TUCSON, AZ (Tucson News Now) - Big plans are in store for a Tucson landmark that will not only save the building, but also provide housing to low-income seniors.
Marist College was built in 1915 as a Catholic school for boys.
More than 100 years old, the building is falling apart. All of its corners have fallen off, and it is in danger of collapsing.
MOBILE USERS: Check out current photos of Marist College as well as restoration plans for the 100-year-old facility HERE.
On Thursday, the Tucson-Pima County Historical Commission voted unanimously to approve two projects.
The decision gives the plans a huge boost toward getting federal funding.
"This project is divided into two separate pieces. There's the rehabilitation of the Marist College, which as you can tell is in really bad shape," said Corky Poster, architect for Poster Frost Mirto.
His architectural firm in Tucson has developed plans for the historic Marist College building.
The firm also has designs on the building a few doors north at 111 South Church, which currently houses the Roman Catholic Diocese of Tucson administrative offices. The office building will be demolished.
"We'll build a seven-story building that will house 75 one- and two-bedroom apartments for seniors. It'll serve seniors over 62 years old and seniors at 40, 50 and 60 percent of median income," Poster said. "And here in the Marist College, there'll be an additional eight units."
The non-profit Foundation for Senior Living is buying the office building from the Catholic Foundation for the Diocese of Tucson, which has outgrown it.
The foundation will lease the Marist College building for 55 years with an option for another 55 years.
The foundation is also raising the money for the renovation and new construction.
The total cost of the projects will come out to $22 million.
Foundation for Senior Living Real Estate Services Director Stephen Hastings said rent will be $440-650 per month, depending on income.
Hastings said there will be no charge for utilities.
For years, there have been efforts to save Marist College. It is considered the tallest adobe building in Arizona at three stories high.
Poster said it's also one of the top 10 endangered historic buildings in the country.

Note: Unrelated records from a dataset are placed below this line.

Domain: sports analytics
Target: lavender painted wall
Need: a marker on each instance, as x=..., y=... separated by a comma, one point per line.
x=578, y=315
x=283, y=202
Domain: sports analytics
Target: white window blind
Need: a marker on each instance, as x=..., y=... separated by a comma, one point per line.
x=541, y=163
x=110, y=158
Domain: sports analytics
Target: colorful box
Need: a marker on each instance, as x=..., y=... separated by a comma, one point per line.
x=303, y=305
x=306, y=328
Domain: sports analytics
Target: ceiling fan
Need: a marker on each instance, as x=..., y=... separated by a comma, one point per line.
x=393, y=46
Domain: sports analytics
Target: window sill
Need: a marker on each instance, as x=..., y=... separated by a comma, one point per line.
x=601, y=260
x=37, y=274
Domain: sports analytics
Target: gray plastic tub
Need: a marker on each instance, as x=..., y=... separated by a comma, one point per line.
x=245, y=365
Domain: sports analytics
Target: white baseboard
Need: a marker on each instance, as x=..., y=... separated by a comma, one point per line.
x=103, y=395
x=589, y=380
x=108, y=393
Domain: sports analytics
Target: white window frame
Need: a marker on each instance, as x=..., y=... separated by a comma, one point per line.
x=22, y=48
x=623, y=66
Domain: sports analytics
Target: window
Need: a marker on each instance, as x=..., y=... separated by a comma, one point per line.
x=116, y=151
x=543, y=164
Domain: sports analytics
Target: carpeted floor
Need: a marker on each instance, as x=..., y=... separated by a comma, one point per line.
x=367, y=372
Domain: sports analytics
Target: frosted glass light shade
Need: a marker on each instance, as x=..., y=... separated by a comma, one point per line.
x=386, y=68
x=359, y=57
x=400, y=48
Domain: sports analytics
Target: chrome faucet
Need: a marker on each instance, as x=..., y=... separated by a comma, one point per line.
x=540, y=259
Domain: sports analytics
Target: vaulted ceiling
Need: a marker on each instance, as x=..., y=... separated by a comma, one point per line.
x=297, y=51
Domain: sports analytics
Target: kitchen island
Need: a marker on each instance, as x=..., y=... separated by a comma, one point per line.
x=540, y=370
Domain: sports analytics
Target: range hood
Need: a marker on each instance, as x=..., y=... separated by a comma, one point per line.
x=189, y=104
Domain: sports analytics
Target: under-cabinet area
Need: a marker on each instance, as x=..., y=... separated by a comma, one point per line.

Rescue cannot come too soon.
Poster said new life as affordable senior housing works for downtown.
"We're looking for a mixed, diverse population that reflects the mix and diversity of Tucson," Poster said. "Seniors certainly want to be where the action is, where the cultural activities are, next to the streetcar transportation.
"Part of downtown is to get it revitalized with a whole variety of different people and different in come levels and different interests. Make it a vibrant city center."
The two projects will be paid for with loans, gr ants and tax credits.
Hastings said the city of Tucson will waive impact fees, which could total $330,000 to 450,000.
He said that's standard for non-profit projects.
If all goes well, Hastings said construction could begin in January 2017.